While it took me over a year to come up with a birthday celebration (no one I know aged this past year???) excuse to bake what can only be described as the most amazing coconut cake in the world, I held onto the taste memory ever since I willed myself to eat only a bite of my friend,
Mrs. Magpie's, birthday cake.
When the cake was presented, I told myself to think of my thighs, which since birth have not grown in proportion to the rest of my body. This is not an exaggeration. Had my mother kept a baby book photo record of my growth, along with my weight record, I would be sharing the proof. Never mind the fact that I reached my adult height of sixty inches at age fourteen, my thighs did not receive the full growth achieved message.
As soon as my taste buds met the cake on that fateful day in 2010, all thigh thoughts went out the window. I knew one day we would meet again. SH's birthday (the hubby, if you're new to my blog) was the excuse to bake.

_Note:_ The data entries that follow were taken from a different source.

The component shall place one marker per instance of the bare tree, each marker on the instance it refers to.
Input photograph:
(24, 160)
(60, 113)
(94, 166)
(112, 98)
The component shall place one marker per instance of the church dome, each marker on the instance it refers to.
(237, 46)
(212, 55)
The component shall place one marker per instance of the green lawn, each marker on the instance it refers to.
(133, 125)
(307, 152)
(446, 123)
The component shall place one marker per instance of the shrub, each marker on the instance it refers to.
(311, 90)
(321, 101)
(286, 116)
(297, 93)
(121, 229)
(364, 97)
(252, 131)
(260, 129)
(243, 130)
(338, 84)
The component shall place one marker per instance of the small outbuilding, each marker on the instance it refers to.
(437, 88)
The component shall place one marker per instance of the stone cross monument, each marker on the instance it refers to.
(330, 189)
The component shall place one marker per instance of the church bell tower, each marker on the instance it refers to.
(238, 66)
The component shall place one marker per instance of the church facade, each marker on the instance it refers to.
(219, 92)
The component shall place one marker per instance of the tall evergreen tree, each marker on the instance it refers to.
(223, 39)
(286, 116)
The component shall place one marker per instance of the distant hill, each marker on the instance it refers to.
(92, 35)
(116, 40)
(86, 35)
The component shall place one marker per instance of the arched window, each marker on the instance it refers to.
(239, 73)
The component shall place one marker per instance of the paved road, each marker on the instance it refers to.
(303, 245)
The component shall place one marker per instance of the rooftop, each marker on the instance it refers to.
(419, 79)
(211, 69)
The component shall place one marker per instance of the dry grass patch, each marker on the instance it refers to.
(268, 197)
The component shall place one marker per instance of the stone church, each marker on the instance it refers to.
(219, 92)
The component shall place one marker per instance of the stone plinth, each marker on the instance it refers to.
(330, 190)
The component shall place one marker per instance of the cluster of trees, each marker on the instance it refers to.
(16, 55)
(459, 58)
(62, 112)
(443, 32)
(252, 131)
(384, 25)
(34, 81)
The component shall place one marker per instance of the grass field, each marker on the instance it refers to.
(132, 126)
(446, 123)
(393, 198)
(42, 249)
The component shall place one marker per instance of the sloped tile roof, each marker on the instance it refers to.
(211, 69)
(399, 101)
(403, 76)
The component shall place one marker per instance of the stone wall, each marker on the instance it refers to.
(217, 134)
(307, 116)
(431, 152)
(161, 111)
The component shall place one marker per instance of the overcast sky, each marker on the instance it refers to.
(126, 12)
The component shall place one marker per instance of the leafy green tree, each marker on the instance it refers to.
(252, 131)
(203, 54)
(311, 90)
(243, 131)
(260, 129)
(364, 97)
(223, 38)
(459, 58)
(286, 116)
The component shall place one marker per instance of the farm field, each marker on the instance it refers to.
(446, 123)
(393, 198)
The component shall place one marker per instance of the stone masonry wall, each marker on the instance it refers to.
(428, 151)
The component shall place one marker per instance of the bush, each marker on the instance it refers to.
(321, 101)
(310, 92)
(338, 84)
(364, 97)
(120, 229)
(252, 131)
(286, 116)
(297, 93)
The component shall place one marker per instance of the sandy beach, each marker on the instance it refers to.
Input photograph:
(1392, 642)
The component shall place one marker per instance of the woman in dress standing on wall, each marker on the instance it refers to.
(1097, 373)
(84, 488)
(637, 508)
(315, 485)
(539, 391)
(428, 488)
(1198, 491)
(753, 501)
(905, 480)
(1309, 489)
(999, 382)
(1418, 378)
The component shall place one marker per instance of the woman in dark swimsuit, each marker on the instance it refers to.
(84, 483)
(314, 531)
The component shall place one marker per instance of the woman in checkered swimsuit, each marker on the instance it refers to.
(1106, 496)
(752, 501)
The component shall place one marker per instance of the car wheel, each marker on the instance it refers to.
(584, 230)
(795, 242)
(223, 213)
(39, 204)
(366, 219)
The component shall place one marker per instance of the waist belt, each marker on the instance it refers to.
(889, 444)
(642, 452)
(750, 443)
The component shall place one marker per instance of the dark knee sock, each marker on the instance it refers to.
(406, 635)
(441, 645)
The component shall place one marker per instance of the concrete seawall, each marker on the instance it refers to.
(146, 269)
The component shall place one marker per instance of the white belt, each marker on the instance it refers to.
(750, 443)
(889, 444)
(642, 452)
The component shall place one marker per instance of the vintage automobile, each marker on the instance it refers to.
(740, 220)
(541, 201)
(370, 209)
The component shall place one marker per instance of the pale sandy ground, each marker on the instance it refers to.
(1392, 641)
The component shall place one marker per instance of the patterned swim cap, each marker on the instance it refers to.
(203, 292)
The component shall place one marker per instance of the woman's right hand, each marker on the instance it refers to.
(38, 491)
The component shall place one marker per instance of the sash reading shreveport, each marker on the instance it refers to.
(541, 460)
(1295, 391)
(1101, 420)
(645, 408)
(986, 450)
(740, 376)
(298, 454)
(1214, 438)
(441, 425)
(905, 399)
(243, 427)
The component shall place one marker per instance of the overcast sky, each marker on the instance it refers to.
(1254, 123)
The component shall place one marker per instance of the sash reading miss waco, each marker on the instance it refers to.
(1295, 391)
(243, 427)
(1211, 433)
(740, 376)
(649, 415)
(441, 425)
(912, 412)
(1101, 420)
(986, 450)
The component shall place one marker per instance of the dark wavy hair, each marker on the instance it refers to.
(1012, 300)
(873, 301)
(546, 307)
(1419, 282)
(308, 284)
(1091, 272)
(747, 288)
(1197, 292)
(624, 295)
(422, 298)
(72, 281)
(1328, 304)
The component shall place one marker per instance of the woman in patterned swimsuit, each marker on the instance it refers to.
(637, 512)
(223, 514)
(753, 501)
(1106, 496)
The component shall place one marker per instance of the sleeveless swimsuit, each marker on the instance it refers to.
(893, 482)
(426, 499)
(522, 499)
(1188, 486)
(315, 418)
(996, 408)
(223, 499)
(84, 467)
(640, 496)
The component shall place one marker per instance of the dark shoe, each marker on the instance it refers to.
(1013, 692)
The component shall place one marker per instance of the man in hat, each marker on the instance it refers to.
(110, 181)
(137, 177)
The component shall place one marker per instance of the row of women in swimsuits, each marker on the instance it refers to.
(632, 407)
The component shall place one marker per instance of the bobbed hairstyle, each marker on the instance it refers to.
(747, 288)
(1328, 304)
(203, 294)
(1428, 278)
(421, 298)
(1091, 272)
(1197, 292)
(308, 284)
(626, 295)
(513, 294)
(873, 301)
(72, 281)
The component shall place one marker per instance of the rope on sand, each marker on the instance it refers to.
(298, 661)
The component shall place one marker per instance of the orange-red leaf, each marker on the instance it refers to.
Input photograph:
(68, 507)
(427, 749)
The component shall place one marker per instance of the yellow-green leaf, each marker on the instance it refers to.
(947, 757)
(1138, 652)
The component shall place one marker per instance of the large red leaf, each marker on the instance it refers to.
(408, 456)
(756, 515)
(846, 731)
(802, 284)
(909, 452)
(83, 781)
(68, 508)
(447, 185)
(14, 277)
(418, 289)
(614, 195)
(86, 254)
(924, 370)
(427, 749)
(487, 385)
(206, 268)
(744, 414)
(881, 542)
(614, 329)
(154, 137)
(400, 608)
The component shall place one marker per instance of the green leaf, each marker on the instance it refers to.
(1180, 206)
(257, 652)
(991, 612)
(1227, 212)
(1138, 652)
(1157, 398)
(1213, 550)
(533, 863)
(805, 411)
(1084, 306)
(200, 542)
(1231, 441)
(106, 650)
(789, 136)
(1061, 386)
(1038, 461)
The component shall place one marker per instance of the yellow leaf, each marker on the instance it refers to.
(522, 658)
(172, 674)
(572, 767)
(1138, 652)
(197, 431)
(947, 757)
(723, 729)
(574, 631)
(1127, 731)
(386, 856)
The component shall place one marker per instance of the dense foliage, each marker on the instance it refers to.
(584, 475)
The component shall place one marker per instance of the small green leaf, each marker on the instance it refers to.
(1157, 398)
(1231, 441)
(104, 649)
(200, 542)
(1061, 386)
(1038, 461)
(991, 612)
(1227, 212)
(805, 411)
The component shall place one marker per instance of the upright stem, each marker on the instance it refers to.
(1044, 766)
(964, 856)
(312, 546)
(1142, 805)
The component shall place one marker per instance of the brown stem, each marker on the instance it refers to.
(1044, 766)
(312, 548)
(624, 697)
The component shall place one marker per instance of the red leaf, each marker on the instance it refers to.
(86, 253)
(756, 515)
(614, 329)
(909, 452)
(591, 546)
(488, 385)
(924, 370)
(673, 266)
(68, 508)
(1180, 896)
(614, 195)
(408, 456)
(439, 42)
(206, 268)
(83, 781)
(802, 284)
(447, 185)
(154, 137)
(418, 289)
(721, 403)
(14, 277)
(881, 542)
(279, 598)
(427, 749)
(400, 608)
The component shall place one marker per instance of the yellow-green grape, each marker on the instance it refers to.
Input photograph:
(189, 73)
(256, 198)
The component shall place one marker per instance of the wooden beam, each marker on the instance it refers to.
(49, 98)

Mrs. Magpie's friend, Nancy, graciously shared the recipe. Had she not, I would have pestered Mrs. Magpie unrelentlessly. Yes, the cake is THAT good.
Betty's Sour Cream Thighs Be Damned Coconut Cake
1 package yellow cake mix
1 16-ounce container of sour cream (light sour cream worked well for me)
2 cups sugar
1 8-ounce container of whipped topping, thawed (After saving calories with light sour cream, I went for full fat whipped topping. We all have our limits, you know.)
3 6-ounce packages of frozen coconut, thawed and divided (Frozen coconut was a new to me product. It was found near the frozen fruit)
Bake cake according to directions in two 8-inch round cake pans.
Freeze cake.
Three days before you are ready to serve, slice horizontally into 4 separate layers.
Two of the four layers
Combine sour cream and sugar in a bowl, and then mix with 12 ounces of the coconut.
Combine one cup of this coconut mixture with your with your whipped topping in a separate bowl and set aside.
Spoon and spread remaining coconut/sour cream mixture evenly on the layers of your cake and stack.
Ice the top and the sides of the cake with the coconut and whipped topping mixture that you set aside.
Cover and chill in the refrigerator for three days. Cover the cake with a plastic or glass cake lid, whichever you have. If you don't have either, put toothpicks in the cake and make a tent out of tinfoil to cover.
When you are ready to serve, take the remaining 6 ounces of thawed coconut and pat that on the top and sides of the cake.
Eat a slice of cake.
Repeat until you see noticeable thigh expansion.
Trust me, it works.
This cake, according to my family of coconut lovers, is the best cake in the entire world. According to Nancy, it is from the Lighthouse Society cookbook. My guess is the St. Augustine Lighthouse, although my Google search came up short.